More of the ocean is highly protected now. In my Chapter 7 discussion of marine protected areas, I noted that as of the time I finished that chapter, 2.6% of the ocean was considered fully or highly protected by the Marine Conservation Institute’s Marine Protection Atlas. I just checked today, and good news folks, we’re now up to 2.9%!

A US Shark Fin Ban is now law. At the time I wrote Chapter 7, I noted that this law, which I have long opposed, was still being debated. It has since become law in the United States after being included as part of a 2022 defense spending bill.

Some things from the book that were just not quite right.
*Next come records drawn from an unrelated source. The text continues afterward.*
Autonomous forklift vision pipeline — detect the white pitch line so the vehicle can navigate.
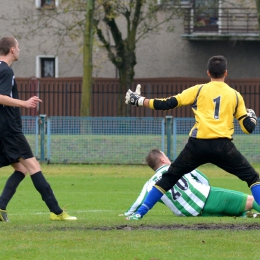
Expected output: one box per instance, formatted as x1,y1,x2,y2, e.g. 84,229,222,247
7,209,117,216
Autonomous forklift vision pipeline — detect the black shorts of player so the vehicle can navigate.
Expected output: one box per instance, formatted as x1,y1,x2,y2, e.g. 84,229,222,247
156,137,259,191
0,134,33,167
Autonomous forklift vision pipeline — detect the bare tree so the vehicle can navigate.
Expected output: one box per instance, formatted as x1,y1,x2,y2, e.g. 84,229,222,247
0,0,191,116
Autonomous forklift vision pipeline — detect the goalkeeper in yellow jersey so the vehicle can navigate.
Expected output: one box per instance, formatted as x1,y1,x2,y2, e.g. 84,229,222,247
125,56,260,219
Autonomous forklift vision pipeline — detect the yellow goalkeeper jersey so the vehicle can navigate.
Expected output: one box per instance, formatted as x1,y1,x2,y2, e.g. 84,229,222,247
151,81,248,139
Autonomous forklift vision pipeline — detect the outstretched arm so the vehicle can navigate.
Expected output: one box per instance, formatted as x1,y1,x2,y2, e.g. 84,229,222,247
0,95,42,108
125,84,178,110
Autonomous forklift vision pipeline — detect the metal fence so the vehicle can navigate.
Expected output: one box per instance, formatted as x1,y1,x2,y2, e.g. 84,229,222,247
17,78,260,117
22,115,260,164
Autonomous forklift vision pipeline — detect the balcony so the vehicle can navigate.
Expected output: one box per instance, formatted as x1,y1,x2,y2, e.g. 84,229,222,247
182,7,260,41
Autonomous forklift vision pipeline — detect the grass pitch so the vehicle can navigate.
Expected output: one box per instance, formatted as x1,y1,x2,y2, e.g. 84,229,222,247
0,164,260,260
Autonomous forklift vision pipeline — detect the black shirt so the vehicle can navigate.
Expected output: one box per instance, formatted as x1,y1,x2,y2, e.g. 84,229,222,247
0,61,22,137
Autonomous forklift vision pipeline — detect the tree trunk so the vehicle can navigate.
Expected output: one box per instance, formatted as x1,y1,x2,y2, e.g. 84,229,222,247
255,0,260,31
80,0,95,116
117,43,136,116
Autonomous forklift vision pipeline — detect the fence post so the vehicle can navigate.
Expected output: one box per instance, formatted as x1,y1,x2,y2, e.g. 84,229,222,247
39,115,46,162
166,116,173,160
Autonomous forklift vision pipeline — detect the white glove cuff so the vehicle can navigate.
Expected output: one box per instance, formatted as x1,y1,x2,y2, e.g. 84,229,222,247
138,97,145,107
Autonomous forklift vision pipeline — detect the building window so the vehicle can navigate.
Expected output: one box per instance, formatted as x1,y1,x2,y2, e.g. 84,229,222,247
194,0,219,32
35,0,59,9
36,55,58,78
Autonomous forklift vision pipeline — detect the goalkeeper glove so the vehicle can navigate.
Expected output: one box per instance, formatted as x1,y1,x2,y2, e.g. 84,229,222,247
125,84,145,107
246,109,257,125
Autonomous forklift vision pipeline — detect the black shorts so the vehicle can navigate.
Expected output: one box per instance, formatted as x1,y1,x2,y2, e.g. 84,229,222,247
0,134,34,167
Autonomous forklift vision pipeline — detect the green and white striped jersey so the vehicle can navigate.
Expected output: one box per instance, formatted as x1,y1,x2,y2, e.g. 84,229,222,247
124,165,210,217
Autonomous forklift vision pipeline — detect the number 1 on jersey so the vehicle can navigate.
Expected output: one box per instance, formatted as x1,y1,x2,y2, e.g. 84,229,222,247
213,96,220,119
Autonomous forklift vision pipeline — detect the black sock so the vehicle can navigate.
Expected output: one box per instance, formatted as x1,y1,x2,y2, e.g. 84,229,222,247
0,171,25,210
31,172,63,215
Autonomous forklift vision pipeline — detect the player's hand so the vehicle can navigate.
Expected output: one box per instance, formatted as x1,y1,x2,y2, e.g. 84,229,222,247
24,96,42,108
125,84,145,107
246,108,257,125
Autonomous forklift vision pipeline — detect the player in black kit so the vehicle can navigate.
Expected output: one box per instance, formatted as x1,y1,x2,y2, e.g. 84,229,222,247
0,37,77,221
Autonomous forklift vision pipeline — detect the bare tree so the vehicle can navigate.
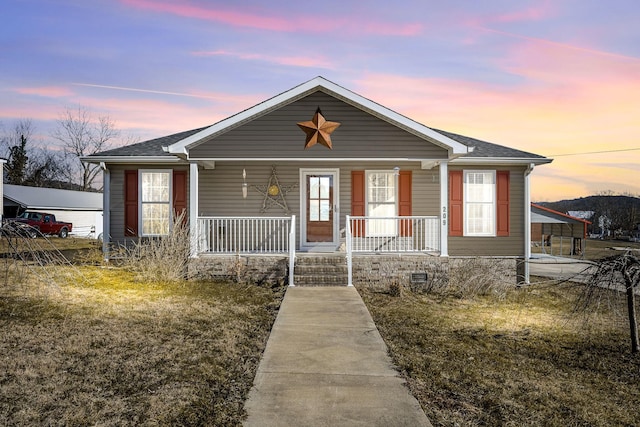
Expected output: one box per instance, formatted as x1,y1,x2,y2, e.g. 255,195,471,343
52,106,120,191
2,119,58,187
577,251,640,353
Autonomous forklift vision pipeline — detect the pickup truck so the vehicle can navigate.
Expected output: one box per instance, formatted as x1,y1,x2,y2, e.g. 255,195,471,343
8,211,73,239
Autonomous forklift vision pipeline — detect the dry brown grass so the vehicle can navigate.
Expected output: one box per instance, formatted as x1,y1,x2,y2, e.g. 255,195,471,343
361,284,640,426
0,267,283,426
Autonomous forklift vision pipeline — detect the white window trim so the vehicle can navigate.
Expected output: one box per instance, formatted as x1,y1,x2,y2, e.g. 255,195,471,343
364,169,399,237
462,169,498,237
138,169,173,237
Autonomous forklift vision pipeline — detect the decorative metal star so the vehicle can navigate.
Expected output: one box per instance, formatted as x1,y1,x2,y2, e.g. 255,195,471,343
298,107,340,150
252,165,298,215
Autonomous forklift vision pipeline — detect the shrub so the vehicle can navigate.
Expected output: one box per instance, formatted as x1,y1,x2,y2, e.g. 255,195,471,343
443,258,514,299
119,212,189,282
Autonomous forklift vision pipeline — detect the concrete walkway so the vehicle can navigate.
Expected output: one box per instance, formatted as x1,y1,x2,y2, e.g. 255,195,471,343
244,287,431,427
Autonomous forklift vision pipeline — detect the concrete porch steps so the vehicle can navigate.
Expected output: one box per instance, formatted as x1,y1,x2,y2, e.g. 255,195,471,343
293,254,349,286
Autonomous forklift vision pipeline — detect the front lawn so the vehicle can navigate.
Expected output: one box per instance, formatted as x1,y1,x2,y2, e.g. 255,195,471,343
360,284,640,426
0,266,284,426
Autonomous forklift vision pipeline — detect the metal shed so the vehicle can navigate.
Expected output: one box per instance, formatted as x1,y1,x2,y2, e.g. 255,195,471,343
3,184,102,238
531,203,591,256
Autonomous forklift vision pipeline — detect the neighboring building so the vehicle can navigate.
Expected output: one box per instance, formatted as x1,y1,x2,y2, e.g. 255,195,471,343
531,203,593,255
83,77,551,282
3,184,103,238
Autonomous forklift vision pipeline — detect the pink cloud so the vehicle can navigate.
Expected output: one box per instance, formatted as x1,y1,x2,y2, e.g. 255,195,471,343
357,65,640,200
121,0,422,36
480,1,555,24
14,86,73,98
192,50,334,69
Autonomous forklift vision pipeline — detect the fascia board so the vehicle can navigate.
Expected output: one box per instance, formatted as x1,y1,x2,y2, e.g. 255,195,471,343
449,157,553,166
189,157,447,163
167,77,473,155
80,156,184,164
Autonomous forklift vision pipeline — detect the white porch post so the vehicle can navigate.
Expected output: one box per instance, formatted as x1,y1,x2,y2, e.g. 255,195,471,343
440,161,449,257
100,163,111,261
189,163,198,258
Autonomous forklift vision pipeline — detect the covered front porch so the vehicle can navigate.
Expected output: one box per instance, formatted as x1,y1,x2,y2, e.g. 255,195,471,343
192,215,442,286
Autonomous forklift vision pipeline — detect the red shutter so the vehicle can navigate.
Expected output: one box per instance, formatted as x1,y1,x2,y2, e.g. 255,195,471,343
398,171,412,237
351,171,365,237
449,171,464,236
496,171,510,237
173,171,187,221
124,170,138,236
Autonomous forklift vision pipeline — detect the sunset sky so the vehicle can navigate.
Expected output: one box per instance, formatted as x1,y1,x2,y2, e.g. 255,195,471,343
0,0,640,201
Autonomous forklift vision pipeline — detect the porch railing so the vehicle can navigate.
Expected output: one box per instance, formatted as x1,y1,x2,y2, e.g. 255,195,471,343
345,215,440,286
346,215,440,253
197,216,295,254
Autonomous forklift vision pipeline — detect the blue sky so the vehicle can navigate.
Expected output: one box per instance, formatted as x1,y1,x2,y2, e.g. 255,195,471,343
0,0,640,201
I am pleased to report that despite covering a wide variety of complex discussions that are the subject of very heated professional arguments, I’ve only received two requests to change facts that I reported because they’re not quite accurate.

In Chapter 6, I noted that NOAA Fisheries was considering listing only some Distinct Population Segments of Oceanic Whitetip Sharks under the Endangered Species Act, but the proposal was for the whole species not just some DPSs.

And when discussing fin to carcass ratios as a way to restrict shark finning, I noted that the fin to carcass ratio for smooth dogfish in the United States was 12%, which was “not based on smooth dogfish biology or really any kind of scientific evidence.” It has since been pointed out that there is some scientific evidence, it’s just hotly disputed, with one expert I asked about this calling it “bull shark shit.”

There are also four typos, which I will not be discussing further. Your welcome.

Thanks for reading, and thanks for keeping me honest! Writing this book, and then going on a 50-city international book tour to talk about it, has been the professional adventure of a lifetime. I’ll always be grateful to everyone who generously shared their expertise with me when I was writing and editing the book, and to everyone who helped make my tour a reality.